Are Your Students Watching History?

One of the more intriguing aspects of Wednesday’s fascinating, glued-to-the-tube Congressional train wreck was the backchannel Twitter conversation among teachers. Specifically: How do we talk to our students about this? Are we watching this with our seniors in government class? It’s history in the making, all right. How do teachers deal?

If you’ve taught as long as I have, you (and your students) have witnessed several crises happening in the world, including politically and socially sensitive events. Anyone who thinks that a teacher can avoid talking about a public tragedy, a politically contentious election outcome or the death of an iconic American is a fool. School is where kids collect, every day. School is where they talk about stuff. Adults can’t and shouldn’t suppress this, but they can provide context.

Even small children talk about big events, often confusing fact and fiction. When Pope John Paul died, in 2005, I was teaching younger children. The funeral took up a lot of time on mainstream TV, and my littles talked about it endlessly. I eventually figured out that some of them didn’t know who the Pope was, why he was important. A couple of my students thought he was ‘old fashioned Santa Claus’ (St. Nicholas) because of his red robes and tall hat. They were bereft.

That’s kind of sweet and chuckle-y. But the morning Kurt Cobain died, there was genuine grief among some of my 8th graders. A mixture of emotions, in fact—confusion, fear, horror and faux detachment. The wanted to present as chill and aloof, but the idea of someone so tuned into their self-image taking his own life was terrifying. I remember taking time to ask them what his music meant to them, how it felt to hear news of such an unnecessary loss. Suicide is tricky ground—but to say nothing, to shut down the mourning of young teenagers, rendering their strong emotions as inconsequential, felt wrong.

There is no template for these discussions, of course. On 9/11, the teachers in my building were directed to carry on with regular lessons, turn off TVs and not to ‘dwell’ on the shocking events. By contrast, a friend teaching in an elementary building told me her principal went classroom to classroom, beginning with the kindergartners, gathering the children in a circle and explaining, in the simplest language, that though terrible things had happened, they were safe in school.

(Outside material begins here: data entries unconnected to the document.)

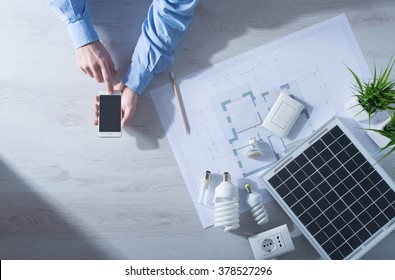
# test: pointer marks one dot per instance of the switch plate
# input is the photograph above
(283, 115)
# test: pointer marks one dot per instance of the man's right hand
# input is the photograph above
(95, 61)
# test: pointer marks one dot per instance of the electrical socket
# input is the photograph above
(271, 243)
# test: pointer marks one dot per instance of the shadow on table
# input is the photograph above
(32, 228)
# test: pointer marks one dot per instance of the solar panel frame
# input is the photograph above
(334, 190)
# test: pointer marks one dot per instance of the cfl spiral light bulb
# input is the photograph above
(254, 200)
(204, 193)
(226, 204)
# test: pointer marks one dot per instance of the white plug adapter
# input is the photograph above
(271, 243)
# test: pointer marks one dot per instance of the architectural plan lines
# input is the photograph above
(227, 103)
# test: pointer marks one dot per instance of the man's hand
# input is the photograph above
(128, 104)
(95, 61)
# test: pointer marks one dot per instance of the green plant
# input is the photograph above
(389, 132)
(377, 94)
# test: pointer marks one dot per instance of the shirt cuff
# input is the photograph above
(137, 78)
(82, 32)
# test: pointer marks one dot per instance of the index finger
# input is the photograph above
(107, 78)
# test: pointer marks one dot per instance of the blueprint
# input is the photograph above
(226, 104)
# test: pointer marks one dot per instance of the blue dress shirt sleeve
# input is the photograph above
(165, 26)
(163, 29)
(76, 14)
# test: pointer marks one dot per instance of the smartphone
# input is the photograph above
(110, 114)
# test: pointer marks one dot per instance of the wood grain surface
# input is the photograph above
(67, 194)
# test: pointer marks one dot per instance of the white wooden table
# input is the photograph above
(67, 194)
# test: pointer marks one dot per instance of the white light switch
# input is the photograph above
(283, 115)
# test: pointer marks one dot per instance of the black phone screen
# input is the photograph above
(110, 113)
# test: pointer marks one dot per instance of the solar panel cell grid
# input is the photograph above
(335, 193)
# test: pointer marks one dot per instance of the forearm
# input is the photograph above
(165, 26)
(76, 14)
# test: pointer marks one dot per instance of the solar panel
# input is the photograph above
(335, 192)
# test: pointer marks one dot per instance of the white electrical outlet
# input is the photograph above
(271, 243)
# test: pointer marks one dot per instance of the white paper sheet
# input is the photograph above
(225, 104)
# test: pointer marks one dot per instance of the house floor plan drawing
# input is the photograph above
(227, 103)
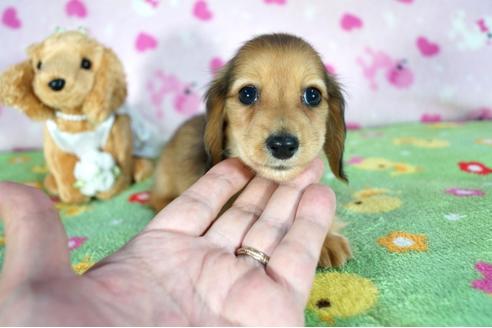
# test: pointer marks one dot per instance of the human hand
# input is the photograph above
(181, 269)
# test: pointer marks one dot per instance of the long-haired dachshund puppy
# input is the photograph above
(274, 106)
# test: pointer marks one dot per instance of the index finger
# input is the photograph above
(194, 211)
(294, 260)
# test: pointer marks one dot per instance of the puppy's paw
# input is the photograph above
(336, 251)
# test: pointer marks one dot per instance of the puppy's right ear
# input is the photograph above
(16, 91)
(215, 102)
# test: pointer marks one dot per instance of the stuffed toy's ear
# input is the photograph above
(16, 91)
(335, 128)
(215, 103)
(109, 90)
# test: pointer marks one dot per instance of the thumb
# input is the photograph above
(36, 243)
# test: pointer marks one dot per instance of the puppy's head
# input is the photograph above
(275, 107)
(67, 66)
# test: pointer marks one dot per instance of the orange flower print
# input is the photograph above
(399, 242)
(83, 265)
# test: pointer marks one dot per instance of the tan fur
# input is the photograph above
(96, 92)
(280, 67)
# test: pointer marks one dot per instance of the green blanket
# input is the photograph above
(419, 217)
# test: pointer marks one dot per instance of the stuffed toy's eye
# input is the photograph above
(86, 63)
(248, 95)
(311, 97)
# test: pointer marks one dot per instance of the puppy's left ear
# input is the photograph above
(109, 89)
(335, 128)
(215, 103)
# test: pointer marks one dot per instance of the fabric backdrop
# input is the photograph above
(399, 60)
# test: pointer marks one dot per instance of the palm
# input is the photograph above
(182, 270)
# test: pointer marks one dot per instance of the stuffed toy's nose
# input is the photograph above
(56, 84)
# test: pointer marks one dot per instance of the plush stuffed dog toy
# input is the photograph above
(75, 84)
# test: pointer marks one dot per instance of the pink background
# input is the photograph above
(434, 58)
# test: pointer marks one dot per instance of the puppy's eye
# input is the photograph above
(248, 95)
(86, 63)
(311, 97)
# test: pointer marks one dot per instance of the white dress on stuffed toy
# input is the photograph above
(96, 171)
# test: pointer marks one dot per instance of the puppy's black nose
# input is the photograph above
(282, 146)
(56, 84)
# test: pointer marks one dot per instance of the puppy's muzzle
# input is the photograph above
(56, 84)
(282, 146)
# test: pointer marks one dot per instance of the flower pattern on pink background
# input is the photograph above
(183, 97)
(76, 8)
(140, 197)
(11, 19)
(411, 49)
(145, 42)
(426, 47)
(201, 11)
(465, 192)
(351, 22)
(397, 72)
(215, 64)
(275, 2)
(484, 284)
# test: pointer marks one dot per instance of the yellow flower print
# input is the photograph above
(381, 164)
(34, 184)
(83, 265)
(373, 200)
(421, 143)
(399, 242)
(341, 295)
(71, 209)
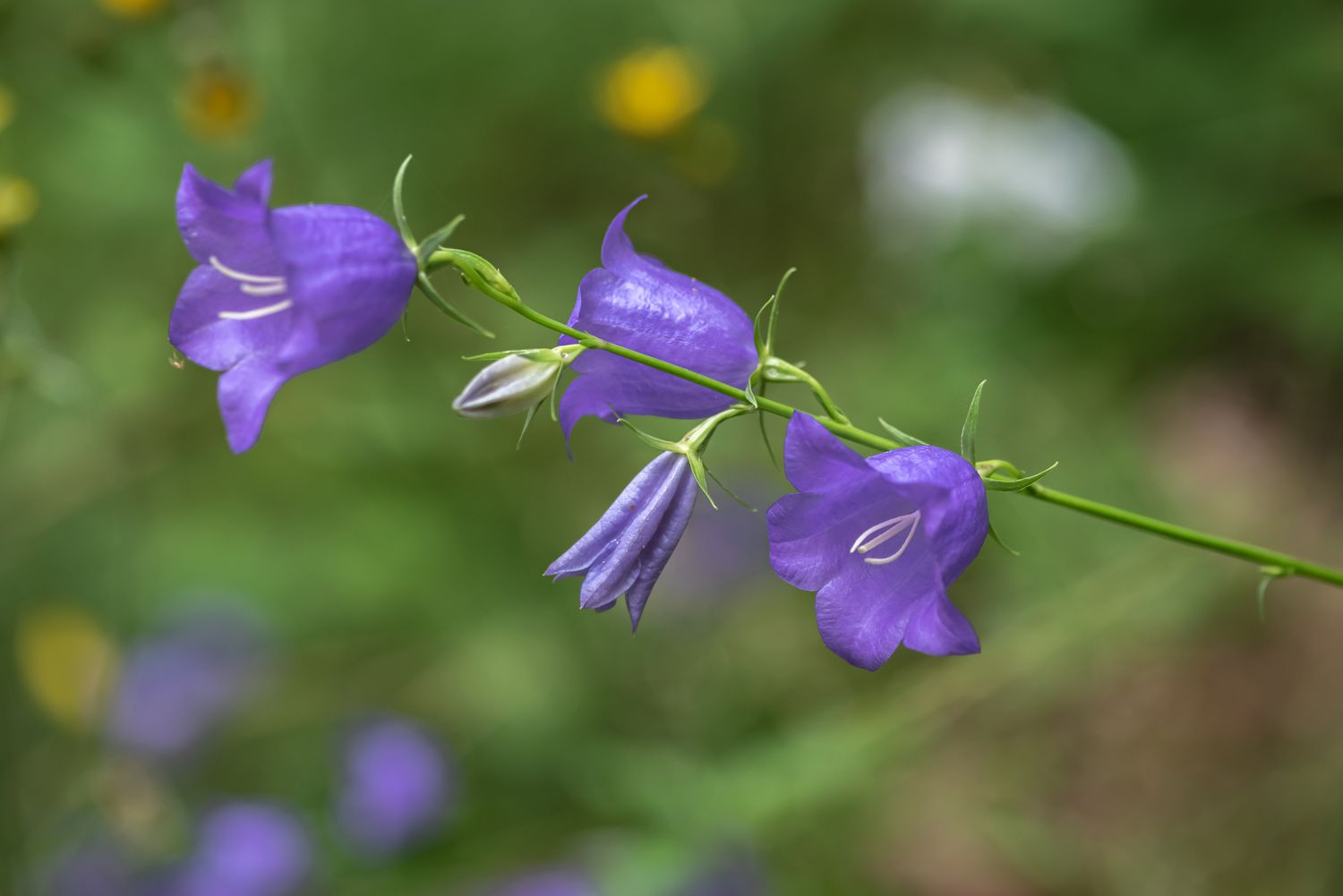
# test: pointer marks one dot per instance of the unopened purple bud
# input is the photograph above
(397, 788)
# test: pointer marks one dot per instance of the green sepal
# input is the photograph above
(531, 413)
(399, 206)
(435, 241)
(663, 445)
(902, 438)
(765, 344)
(1001, 543)
(971, 426)
(731, 493)
(698, 471)
(1270, 576)
(1018, 485)
(427, 287)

When the cause of a catastrophic incident is politically neutral—the Challenger explosion, for example, which I watched on TV with a library full of sixth graders—teachers are free to talk about O-rings and weather, and to express their own shock and sorrow. When Jim Jones persuaded 900 people to end their lives via lethal Kool-Aid, in Guyana, nobody was arguing about who the bad guy was. Many of my students were certain that if anyone tried to convince them to poison themselves, they would run away and hide in the jungle—a healthy response. Believing that one has control over their actions and feelings is not a bad thing, when you’re a pre-adolescent.

Handling all these occurrences while surrounded by vulnerable children and teens takes excellent teacher judgment, of course. And there are times when mixing the News of the Day with classroom interactions is dicey: when kids are simply too young to process the implications of his lawyer calling the President a ‘conman,’ for example.

On the other hand, we’re forcing very young children to practice sheltering and holding up their bullet-proof backpacks when there’s an active shooter on the premises, which seems, umm, developmentally inappropriate to me.

In fact, the most common crises aftermath for teachers in America revolves around shootings—shooting (and sometimes killing) presidents and national leaders, neighborhood or police-initiated violence, and any number of school shootings. There’s no way to avoid mention of shootings or violence when you’re teaching kids of any age—what matters is how you deal with children’s questions, fears and (now) political goals.

In 2000, when the election results were in limbo for weeks, some of my colleagues were warned off from teaching relevant content—the Electoral College and how it came to be, for example—while the story was unfolding in real time. Which is ironic—one of the most taboo topics in American classrooms (including Civics, History and Government class) is politics.

This isn’t universal. Many excellent social studies teachers wade right into political controversy, urging their students to weigh issues and think for themselves, custom-tailoring language and sophistication of the debate to their students’ level of understanding. But I’d wager that an equal number of teachers tiptoe around politically tinged arguments. They—and their administrators—fear parent or community pushback.

None of this builds genuine informed citizenship. Which is why I think watching the Cohen hearings would be instructive for older students. Right there, on display—a man whose own credibility is highly suspect, charging the President with criminal behavior. This is how democracy is supposed to work. Shouldn’t we all be watching?